(Moscou) La Russie a annoncé mercredi l’homologation du premier vaccin au monde contre la COVID-19 à destination des animaux, Carnivac-Cov, vantant un taux d’efficacité de 100 % et annonçant une production de masse dès avril.

Agence France-Presse

« Les essais cliniques de Carnivac-Cov, débutés en octobre de l’année dernière […] permettent de conclure à l’innocuité du vaccin et à sa grande efficacité puisque 100 % des animaux testés ont développé des anticorps », a indiqué dans un communiqué le directeur adjoint de l’agence vétérinaire et phytosanitaire Rosselkhoznadzor, Konstantin Savenkov.  

Les animaux testés étaient des chats, des chiens, des renards roux et polaires et des visons. Rosselkhoznadzor précise que le vaccin est uniquement à destination des animaux carnivores.

Selon M. Savenkov, la « production de masse » du vaccin débutera en avril.

Le vaccin a été développé par une filiale de Rosselkhoznadzor, le Centre fédéral de santé animale, qui est en contact avec des entreprises d’élevage d’animaux à fourrure de plusieurs pays européens intéressés par son achat.

Contacté par l’AFP, un réseau de cliniques vétérinaires moscovites a pour sa part minimisé l’utilité actuelle du vaccin. « Pour l’heure, aucune raison n’a été établie pour vacciner les chats et les chiens parce qu’il n’a pas été prouvé qu’ils étaient porteurs de COVID-19 », a déclaré le réseau de cliniques Belyï Klyk, dans un commentaire envoyé à l’AFP.

L’Association russe des éleveurs d’animaux à fourrure a également indiqué mercredi ne pas voir de raison de procéder à la vaccination de ses quelque 2 millions de bêtes, parmi lesquelles des visons et des renards.
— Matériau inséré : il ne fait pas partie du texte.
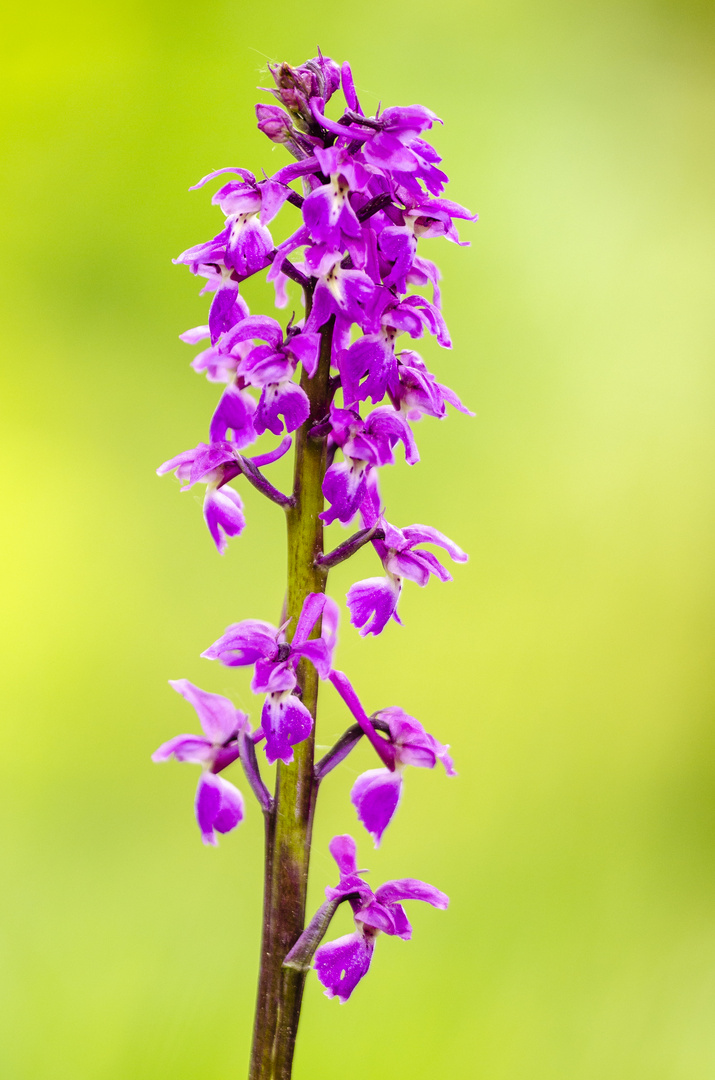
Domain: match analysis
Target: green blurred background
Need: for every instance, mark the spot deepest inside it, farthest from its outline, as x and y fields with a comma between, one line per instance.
x=569, y=664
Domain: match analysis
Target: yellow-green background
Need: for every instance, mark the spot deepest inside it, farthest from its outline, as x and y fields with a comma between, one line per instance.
x=569, y=664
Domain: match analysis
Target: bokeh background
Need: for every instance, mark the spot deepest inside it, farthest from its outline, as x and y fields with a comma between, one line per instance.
x=569, y=664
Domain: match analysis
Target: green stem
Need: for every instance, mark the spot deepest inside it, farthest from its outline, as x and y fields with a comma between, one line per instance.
x=288, y=825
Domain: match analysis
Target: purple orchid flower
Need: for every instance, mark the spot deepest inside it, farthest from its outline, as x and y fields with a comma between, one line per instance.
x=271, y=367
x=371, y=193
x=373, y=358
x=218, y=804
x=327, y=211
x=341, y=963
x=214, y=466
x=418, y=393
x=376, y=794
x=365, y=444
x=284, y=718
x=374, y=601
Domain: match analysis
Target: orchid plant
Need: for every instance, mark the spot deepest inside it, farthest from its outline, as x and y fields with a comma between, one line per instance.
x=371, y=188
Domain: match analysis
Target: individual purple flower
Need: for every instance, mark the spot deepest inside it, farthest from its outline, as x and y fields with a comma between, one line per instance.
x=244, y=245
x=376, y=794
x=214, y=466
x=271, y=367
x=374, y=601
x=285, y=720
x=365, y=444
x=327, y=212
x=341, y=963
x=218, y=804
x=418, y=393
x=339, y=292
x=373, y=358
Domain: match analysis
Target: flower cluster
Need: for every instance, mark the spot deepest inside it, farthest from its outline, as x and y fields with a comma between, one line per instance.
x=372, y=188
x=368, y=189
x=341, y=963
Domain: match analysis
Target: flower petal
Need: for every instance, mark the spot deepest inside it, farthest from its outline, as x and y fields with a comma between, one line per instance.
x=341, y=963
x=372, y=603
x=285, y=721
x=243, y=643
x=412, y=889
x=376, y=795
x=191, y=748
x=218, y=716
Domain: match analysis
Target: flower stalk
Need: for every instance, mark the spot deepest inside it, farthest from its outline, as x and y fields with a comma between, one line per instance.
x=288, y=825
x=371, y=188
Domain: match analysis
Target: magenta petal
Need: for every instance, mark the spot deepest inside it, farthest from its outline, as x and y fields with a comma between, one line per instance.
x=223, y=511
x=207, y=805
x=341, y=963
x=343, y=850
x=412, y=889
x=312, y=607
x=372, y=603
x=218, y=806
x=376, y=795
x=281, y=400
x=191, y=748
x=218, y=716
x=285, y=721
x=243, y=643
x=230, y=812
x=345, y=488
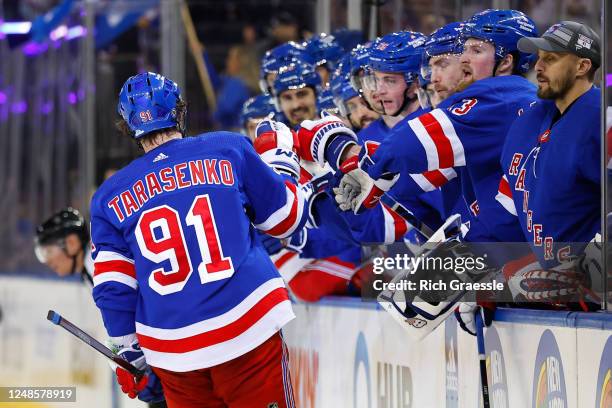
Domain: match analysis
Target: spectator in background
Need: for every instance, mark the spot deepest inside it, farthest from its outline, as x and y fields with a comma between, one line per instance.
x=283, y=27
x=237, y=85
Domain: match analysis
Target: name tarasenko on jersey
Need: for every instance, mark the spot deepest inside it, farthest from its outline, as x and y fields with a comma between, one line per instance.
x=181, y=175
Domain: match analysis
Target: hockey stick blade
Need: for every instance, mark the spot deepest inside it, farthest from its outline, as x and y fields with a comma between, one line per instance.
x=482, y=360
x=58, y=320
x=407, y=215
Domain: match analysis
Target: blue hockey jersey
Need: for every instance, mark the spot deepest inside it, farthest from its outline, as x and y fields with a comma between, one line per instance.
x=175, y=254
x=552, y=176
x=467, y=130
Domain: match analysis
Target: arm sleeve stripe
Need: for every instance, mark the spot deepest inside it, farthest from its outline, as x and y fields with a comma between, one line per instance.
x=123, y=267
x=436, y=133
x=103, y=256
x=430, y=180
x=115, y=277
x=504, y=196
x=400, y=227
x=451, y=134
x=284, y=220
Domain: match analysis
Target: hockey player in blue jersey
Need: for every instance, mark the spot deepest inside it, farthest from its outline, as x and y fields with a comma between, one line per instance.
x=441, y=62
x=350, y=104
x=254, y=111
x=179, y=275
x=393, y=65
x=466, y=130
x=552, y=173
x=295, y=90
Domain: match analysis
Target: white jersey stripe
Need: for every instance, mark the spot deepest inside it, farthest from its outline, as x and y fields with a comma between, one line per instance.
x=216, y=322
x=428, y=144
x=260, y=331
x=115, y=277
x=449, y=132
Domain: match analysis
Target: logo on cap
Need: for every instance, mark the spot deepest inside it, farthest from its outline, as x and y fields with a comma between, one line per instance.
x=583, y=42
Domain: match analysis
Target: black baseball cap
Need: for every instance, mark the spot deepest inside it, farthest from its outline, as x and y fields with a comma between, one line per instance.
x=566, y=36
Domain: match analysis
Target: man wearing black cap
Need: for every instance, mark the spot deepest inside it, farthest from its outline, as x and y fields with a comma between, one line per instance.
x=551, y=157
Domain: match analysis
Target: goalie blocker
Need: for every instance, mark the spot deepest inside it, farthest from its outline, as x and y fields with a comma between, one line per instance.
x=418, y=311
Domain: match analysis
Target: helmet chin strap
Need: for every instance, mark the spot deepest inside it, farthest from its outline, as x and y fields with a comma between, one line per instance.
x=405, y=102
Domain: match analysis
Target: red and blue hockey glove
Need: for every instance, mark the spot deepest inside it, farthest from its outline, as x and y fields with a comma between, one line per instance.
x=271, y=244
x=278, y=146
x=297, y=241
x=357, y=190
x=148, y=388
x=324, y=140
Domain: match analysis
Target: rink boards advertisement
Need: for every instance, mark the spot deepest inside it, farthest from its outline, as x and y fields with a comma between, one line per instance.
x=344, y=353
x=351, y=354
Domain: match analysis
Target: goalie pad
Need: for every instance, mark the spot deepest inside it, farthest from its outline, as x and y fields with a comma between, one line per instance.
x=420, y=312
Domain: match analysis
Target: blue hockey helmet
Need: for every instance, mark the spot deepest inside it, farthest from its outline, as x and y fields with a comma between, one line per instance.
x=280, y=56
x=324, y=50
x=259, y=106
x=147, y=102
x=503, y=29
x=325, y=102
x=296, y=75
x=348, y=39
x=342, y=90
x=398, y=53
x=359, y=60
x=440, y=42
x=444, y=40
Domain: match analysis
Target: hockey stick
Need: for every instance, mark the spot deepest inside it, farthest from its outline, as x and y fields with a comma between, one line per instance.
x=482, y=357
x=57, y=319
x=407, y=215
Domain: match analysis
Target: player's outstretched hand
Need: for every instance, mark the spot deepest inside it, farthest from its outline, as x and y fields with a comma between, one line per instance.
x=324, y=140
x=358, y=191
x=278, y=145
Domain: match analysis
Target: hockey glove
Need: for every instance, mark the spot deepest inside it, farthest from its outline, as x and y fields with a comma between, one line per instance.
x=278, y=145
x=466, y=315
x=297, y=241
x=324, y=140
x=357, y=190
x=148, y=388
x=271, y=244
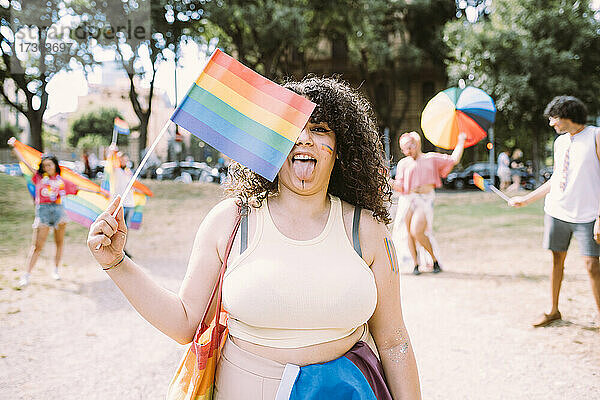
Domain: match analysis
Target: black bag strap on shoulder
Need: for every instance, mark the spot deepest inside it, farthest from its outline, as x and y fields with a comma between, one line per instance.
x=355, y=225
x=244, y=228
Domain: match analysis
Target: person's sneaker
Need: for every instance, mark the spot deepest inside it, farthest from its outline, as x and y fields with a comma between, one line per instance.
x=24, y=281
x=547, y=319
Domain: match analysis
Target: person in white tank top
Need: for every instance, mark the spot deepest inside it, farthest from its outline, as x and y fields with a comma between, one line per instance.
x=572, y=194
x=280, y=311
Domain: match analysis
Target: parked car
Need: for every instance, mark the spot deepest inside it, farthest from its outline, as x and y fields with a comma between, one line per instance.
x=462, y=179
x=546, y=173
x=198, y=171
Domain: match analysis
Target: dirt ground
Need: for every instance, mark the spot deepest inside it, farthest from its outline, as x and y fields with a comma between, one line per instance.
x=470, y=326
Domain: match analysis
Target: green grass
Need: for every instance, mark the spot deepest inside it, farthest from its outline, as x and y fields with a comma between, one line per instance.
x=16, y=214
x=17, y=210
x=483, y=211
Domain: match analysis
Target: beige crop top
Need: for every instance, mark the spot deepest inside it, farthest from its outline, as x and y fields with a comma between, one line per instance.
x=289, y=293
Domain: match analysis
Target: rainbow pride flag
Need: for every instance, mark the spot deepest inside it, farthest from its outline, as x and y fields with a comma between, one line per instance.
x=244, y=115
x=140, y=191
x=83, y=207
x=121, y=126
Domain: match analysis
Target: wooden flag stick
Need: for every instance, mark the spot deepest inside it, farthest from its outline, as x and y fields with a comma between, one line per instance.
x=139, y=168
x=142, y=163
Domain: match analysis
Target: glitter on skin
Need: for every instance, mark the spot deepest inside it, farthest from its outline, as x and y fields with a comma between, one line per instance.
x=398, y=349
x=391, y=252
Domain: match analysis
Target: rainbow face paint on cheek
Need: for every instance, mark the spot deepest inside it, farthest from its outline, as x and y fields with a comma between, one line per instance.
x=391, y=252
x=327, y=148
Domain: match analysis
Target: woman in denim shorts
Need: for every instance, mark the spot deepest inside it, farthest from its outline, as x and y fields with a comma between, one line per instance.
x=50, y=189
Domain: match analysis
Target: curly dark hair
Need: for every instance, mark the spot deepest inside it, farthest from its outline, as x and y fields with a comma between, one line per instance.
x=567, y=107
x=52, y=158
x=359, y=175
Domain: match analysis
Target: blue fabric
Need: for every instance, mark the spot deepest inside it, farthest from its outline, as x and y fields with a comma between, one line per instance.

Sa directrice exécutive, Nadejda Zoubkova, a assuré à l’AFP qu’aucun cas de coronavirus n’a été détecté jusqu’ici parmi ses animaux.

Certains d’entre eux ont toutefois été vaccinés pendant des essais du vaccin et « se portent très bien », a-t-elle précisé, ajoutant qu’il s’agissait d’un « bon vaccin ».

Mardi, des responsables militaires de la région de Saint-Pétersbourg (nord-ouest) ont annoncé que les animaux qui participeraient à la parade militaire des commémorations de la Seconde Guerre mondiale ou qui seraient déployés dans l’aéroport de la ville auraient l’obligation d’être vaccinés.

Rosselkhoznadzor assure que le développement de ce vaccin était « particulièrement important », plusieurs espèces animales étant sensibles à la COVID-19. En Russie, selon l’agence, deux cas d’infection sur des chats ont été établis jusqu’à présent à Moscou et à Tioumen (Sibérie).

En novembre, le Danemark avait décidé d’éliminer l’ensemble de son cheptel de visons, car ces 15 millions de bêtes étaient soupçonnées de porter et transmettre une mutation du coronavirus potentiellement problématique pour l’être humain.